In the last analysis is it not Stevenson’s healthy tone combined with an atmosphere of adventure that makes him perennially good reading for so many people, young and old? “He cared nothing for risk or danger and went into it with an appalling unconcern”, says Lloyd Osbourne, in his account of Stevenson at forty-three. “Of all things he hated most were anxious efforts to guard his health”. The invalid threw out of the window, with the reckless impulse of youth, the mattress put between him and the hard boards. No soft coddling for this Scottish exile in Southern seas! Work, or rather a capacity for work, he held, as did Carlyle, to be a large part of genius. “I am not a man of any unusual talent,” he said to his stepson the last year of his life; “I started out with very moderate abilities; my success has been due to my really remarkable industry—to developing what I had in me to the extreme limit… .
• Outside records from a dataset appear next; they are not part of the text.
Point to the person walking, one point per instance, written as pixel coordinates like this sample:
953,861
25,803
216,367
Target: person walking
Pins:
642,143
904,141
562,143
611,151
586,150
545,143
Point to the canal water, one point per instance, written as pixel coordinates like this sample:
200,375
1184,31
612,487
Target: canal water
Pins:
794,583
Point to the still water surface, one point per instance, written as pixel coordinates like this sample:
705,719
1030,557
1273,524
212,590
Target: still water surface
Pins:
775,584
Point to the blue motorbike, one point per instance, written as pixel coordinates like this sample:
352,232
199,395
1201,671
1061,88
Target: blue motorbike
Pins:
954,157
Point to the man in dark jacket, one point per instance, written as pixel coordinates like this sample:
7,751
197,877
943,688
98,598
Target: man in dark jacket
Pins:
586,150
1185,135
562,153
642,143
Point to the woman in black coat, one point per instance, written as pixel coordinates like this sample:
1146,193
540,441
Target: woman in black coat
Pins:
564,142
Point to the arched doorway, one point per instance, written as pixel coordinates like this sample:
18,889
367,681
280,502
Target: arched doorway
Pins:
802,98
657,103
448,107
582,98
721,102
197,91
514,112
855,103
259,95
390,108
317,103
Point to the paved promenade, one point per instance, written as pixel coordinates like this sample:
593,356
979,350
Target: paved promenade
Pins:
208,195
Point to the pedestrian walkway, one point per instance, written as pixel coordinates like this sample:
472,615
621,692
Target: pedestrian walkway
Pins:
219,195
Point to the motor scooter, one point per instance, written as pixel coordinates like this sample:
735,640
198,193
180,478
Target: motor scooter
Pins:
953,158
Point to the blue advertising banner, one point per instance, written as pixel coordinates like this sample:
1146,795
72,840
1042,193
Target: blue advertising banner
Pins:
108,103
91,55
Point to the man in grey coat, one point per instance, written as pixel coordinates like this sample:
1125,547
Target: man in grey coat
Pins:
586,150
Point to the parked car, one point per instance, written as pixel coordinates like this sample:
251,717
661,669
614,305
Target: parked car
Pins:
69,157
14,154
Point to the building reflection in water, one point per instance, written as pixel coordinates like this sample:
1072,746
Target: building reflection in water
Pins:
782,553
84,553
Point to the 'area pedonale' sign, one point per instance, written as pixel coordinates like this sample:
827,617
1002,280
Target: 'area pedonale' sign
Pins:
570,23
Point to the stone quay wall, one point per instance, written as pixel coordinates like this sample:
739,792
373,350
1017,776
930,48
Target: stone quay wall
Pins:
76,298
What genius i had was for work!” This is no explanation of genius, of course; it was what he had in him that was the genius—a sense for discovery, a zest for adventure, the gift for translating life’s little ironies and even its grotesqueries into humanized and beautiful forms. The “sedulous ape” achieved originality, the “pattern of an idler” toiled terribly. Sensitive to the criticism of his own family, he threw the first “Dr. Jekyll and Mr. Hyde” into the fire and did it all over; the “lost novel”, objected to by his wife presumably because it dealt with certain indiscretions of his youth, went up in flame and was never rewritten; he revised and rewrote repeatedly, and he longed for praise with the avidity of a child. The man who wrote “A Child’s Garden of Verses” and “Treasure Island” had in him much of “the childlike in the larger mind.”
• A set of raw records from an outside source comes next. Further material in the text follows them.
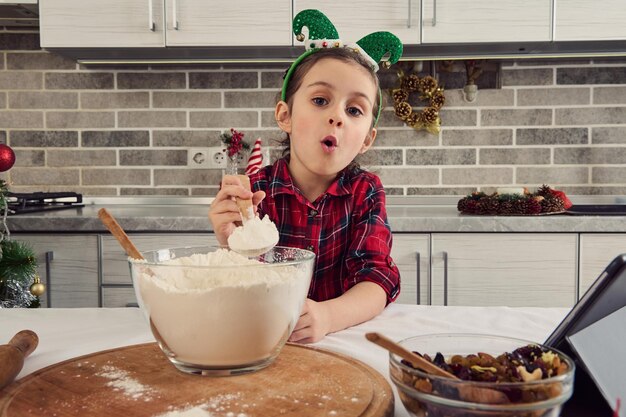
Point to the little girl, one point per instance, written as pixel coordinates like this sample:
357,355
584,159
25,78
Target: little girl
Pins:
317,195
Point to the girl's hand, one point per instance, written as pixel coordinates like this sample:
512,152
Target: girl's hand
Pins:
313,324
224,213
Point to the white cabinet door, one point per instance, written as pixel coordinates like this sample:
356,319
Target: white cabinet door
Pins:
98,24
68,266
596,252
353,20
463,21
228,23
511,269
408,251
588,20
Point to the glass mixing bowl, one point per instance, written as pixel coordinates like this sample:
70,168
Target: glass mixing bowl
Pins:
215,312
425,395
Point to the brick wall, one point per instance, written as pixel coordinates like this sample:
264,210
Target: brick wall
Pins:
126,130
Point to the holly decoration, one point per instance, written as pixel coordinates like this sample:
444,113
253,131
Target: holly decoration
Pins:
234,142
7,157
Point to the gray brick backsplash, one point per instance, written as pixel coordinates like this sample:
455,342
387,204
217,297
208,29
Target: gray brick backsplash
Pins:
247,99
591,75
487,98
123,100
527,76
541,175
204,177
112,176
29,158
79,119
608,175
21,80
21,119
81,158
609,95
517,117
607,135
150,157
441,156
553,96
115,138
195,99
590,155
590,116
408,176
186,138
381,157
476,176
43,139
224,79
39,61
552,136
150,81
520,156
220,119
42,100
78,81
44,176
161,118
470,137
111,130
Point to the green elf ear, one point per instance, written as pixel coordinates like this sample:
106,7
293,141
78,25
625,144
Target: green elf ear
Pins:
378,44
320,28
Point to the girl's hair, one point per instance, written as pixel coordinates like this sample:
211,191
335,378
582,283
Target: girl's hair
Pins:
340,54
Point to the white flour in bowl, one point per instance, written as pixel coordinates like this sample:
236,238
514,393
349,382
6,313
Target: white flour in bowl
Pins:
223,316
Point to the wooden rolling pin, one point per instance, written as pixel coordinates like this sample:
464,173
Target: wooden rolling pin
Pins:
12,355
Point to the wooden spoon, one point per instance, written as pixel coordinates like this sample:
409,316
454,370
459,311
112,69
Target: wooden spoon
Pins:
13,354
469,393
Stevenson once said that we don’t live for the necessities of life; what we live for are its superfluities. This was his opinion as he reviewed his own career, with what his stepson regards as a premonition of the end. There are many who think that literature is one of the superfluities of life. Stevenson spent all of his for this superfluity, then; but it got for him the necessities, it made him independent, it made him one of a trinity he called Scotland’s “three Robbies”— Robbie Burns, Robbie Ferguson, and Robbie Stevenson— these three, but the greatest of these, if a man’s greatness is to be measured by richness and variety of experience and the artistic transmuting of it, is Robbie Stevenson.